Hamba Yang Melayani

LD Tonny Mulia Hutabarat
Selasa, 28 Mei 2024

Hamba Yang Melayani – Lukas 17:7-10

Digemakannya hak asasi manusia saat ini (2024) maka perbudakan sangat dibenci. Maka sulit untuk memahami perikop Lukas 17:7-10, salah satu prinisp pemuridan tentang kerendahan hati yang diajarkan Tuhan dalam perumpamaan singkat tentang budak yang total berbakti kepada majikanNya.

Budak yang Yesus gambarkan dalam perumpamaan singkat ini, mungkin satu-satunya budak di rumah, yang sebagian besar mendapat pekerjaan berat — membajak, memelihara ternak, serta memasak dan melakukan pekerjaan rumah tangga. Keberadaannya cukup sulit. Point penting dalam pelajaran ini:

  1. Melayani tuan setiap saat. ( Lukas 17:7-8). Sepanjang hari dia melakukan pekerjaannya. Dia harus tetap melayani tuannya. Adil tidak adil si budak harus total melayani tuan. Tuan tidak untuk melayani budaknya, tetapi budak untuk melayani tuannya.
  2. Tuan tidak berterima kasih kepada hamba (Lukas 17:9). Tuan tidak “berutang” kepada pelayannya atas kerja kerasnya.
  3. Kewajiban seorang hamba ( Lukas 17:9-10). Perhatikan kata “ditugaskan” dan “wajib” (LAI: apa yang harus dilakukan). Gagasan tentang “tugas” dan “ketaatan” (wajib) terkait dengan hubungan kita dengan TUHAN. Komponen penting dari pemuridan yang sejati. Untuk menjadi murid sejati kita harus taat pada firman Tuhan dan melakukan tugas kita sebagai pengikut Yesus di dunia yang berdosa ini.
  4. Hamba yang tidak layak ( Lukas 17:10). Apakah kita akan mendapat manfaat khusus dari TUHAN jika kita menaati dan melakukan perintah-Nya? Bukankah kesalehan kita memberi kita perlakuan khusus? Tidak.
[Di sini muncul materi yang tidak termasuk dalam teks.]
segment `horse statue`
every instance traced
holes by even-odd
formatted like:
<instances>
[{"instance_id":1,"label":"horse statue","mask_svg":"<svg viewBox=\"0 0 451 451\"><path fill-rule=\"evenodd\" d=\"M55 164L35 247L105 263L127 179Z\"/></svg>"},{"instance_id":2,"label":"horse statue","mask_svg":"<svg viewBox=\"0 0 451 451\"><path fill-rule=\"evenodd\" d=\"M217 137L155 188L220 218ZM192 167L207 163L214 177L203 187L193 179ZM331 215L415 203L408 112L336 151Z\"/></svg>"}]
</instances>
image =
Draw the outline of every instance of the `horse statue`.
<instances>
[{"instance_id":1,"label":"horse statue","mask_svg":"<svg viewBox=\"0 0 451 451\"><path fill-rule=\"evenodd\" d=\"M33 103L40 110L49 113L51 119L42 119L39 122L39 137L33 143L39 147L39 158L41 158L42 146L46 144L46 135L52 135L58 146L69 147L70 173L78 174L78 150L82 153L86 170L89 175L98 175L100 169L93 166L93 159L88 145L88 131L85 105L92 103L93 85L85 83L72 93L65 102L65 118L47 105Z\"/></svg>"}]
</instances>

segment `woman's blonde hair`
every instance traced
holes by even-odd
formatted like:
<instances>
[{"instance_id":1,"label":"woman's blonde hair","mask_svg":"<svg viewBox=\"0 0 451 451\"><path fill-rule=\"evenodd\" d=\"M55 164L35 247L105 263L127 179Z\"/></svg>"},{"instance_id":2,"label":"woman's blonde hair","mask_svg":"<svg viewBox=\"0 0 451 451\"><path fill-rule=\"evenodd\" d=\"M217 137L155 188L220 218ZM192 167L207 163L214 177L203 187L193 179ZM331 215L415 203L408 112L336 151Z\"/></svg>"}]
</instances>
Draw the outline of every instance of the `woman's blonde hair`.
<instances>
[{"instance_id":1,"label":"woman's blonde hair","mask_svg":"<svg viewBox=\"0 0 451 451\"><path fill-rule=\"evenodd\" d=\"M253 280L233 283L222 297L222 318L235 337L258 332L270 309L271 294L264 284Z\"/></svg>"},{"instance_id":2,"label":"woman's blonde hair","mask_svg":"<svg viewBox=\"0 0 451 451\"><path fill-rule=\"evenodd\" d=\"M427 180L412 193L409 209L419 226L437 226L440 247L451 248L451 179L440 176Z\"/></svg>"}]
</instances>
Untuk menjadi murid sejati, kita harus membuang sikap “berhak” dan sebaliknya memandang diri kita sebagai “budak yang tidak layak”. Kata sifatnya adalah bahasa Yunani achreios , “berkenaan dengan tidak layak menerima pujian apa pun, tidak layak.”
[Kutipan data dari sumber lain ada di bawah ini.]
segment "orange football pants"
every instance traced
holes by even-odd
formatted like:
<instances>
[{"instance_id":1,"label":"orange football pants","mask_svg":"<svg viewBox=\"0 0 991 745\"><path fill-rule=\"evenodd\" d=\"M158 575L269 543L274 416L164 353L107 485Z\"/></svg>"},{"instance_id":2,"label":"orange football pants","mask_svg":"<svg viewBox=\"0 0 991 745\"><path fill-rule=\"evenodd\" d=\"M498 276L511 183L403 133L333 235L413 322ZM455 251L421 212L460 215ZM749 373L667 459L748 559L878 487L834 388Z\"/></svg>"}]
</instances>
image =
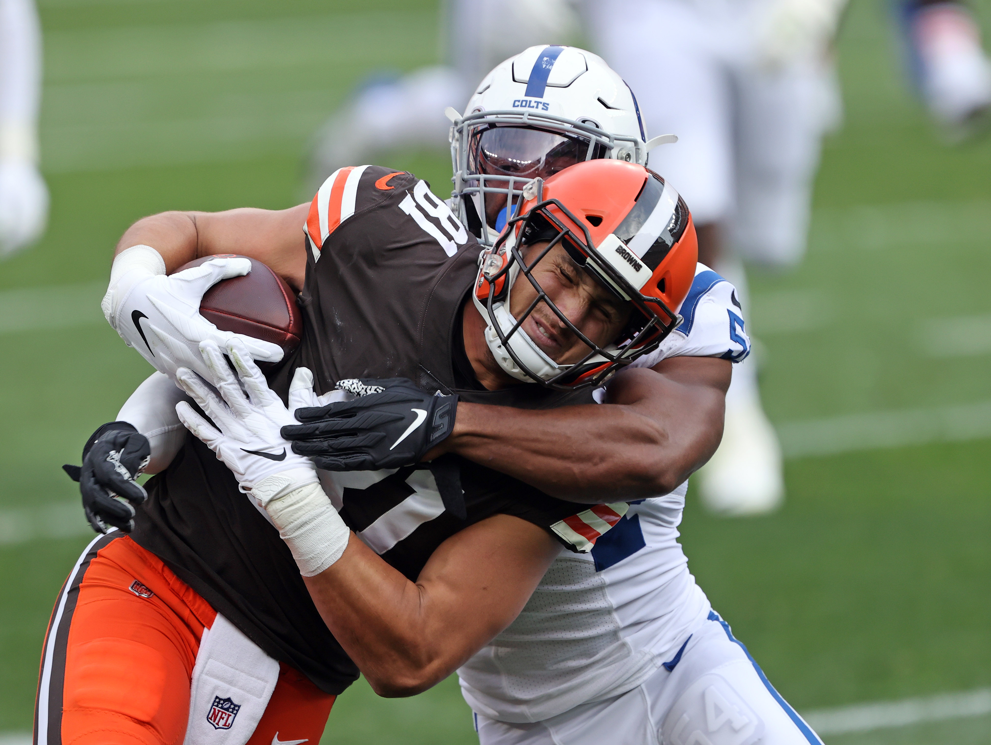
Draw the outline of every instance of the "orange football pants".
<instances>
[{"instance_id":1,"label":"orange football pants","mask_svg":"<svg viewBox=\"0 0 991 745\"><path fill-rule=\"evenodd\" d=\"M49 622L35 704L36 745L181 745L203 629L217 612L126 535L94 540ZM279 665L248 745L317 745L334 696Z\"/></svg>"}]
</instances>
Berkat-berkat TUHAN menjadi milik kita karena kita diangkat sebagai “anak”, tetapi pengangkatan itu sendiri terjadi karena kasih karunia. Tuhan tidak berhutang apapun pada kita! Dia memberikannya dengan cuma-cuma. Sebaliknya, kita berhutang budi padanya yang tidak dapat dibayar.
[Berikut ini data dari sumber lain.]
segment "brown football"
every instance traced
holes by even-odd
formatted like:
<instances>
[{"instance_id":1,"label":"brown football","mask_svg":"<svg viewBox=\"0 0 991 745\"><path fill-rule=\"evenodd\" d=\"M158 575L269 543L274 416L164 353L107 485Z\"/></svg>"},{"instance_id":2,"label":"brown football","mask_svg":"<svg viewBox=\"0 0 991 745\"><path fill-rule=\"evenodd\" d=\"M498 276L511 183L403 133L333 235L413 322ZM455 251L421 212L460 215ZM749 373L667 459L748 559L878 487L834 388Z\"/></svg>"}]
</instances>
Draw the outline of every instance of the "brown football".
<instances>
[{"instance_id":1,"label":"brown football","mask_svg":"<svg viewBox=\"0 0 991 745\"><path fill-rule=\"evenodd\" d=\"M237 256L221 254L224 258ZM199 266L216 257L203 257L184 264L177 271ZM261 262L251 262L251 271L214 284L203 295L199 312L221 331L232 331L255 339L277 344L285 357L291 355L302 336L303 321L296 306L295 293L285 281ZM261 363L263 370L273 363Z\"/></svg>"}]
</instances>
Pelajaran penting dari perumpamaan ini: (1) Kita tidak boleh membiarkan diri kita bersikap lembut dan dimanjakan, sehingga kita tidak perlu bekerja keras dalam melayani Tuhan. (2) Kita tidak boleh sombong dan mengharapkan ucapan terima kasih dari Tuhan atau dari manusia. Sebaliknya, kita harus melayani DIA dengan patuh tanpa mengharapkan imbalan apa pun.

Apa pun yang dilimpahkan-Nya kepada kita – dan berkat-berkat itu sangat besar – bukan karena kewajiban apa pun yang TUHAN miliki terhadap kita, melainkan sepenuhnya dan seutuhnya atas berkatNya.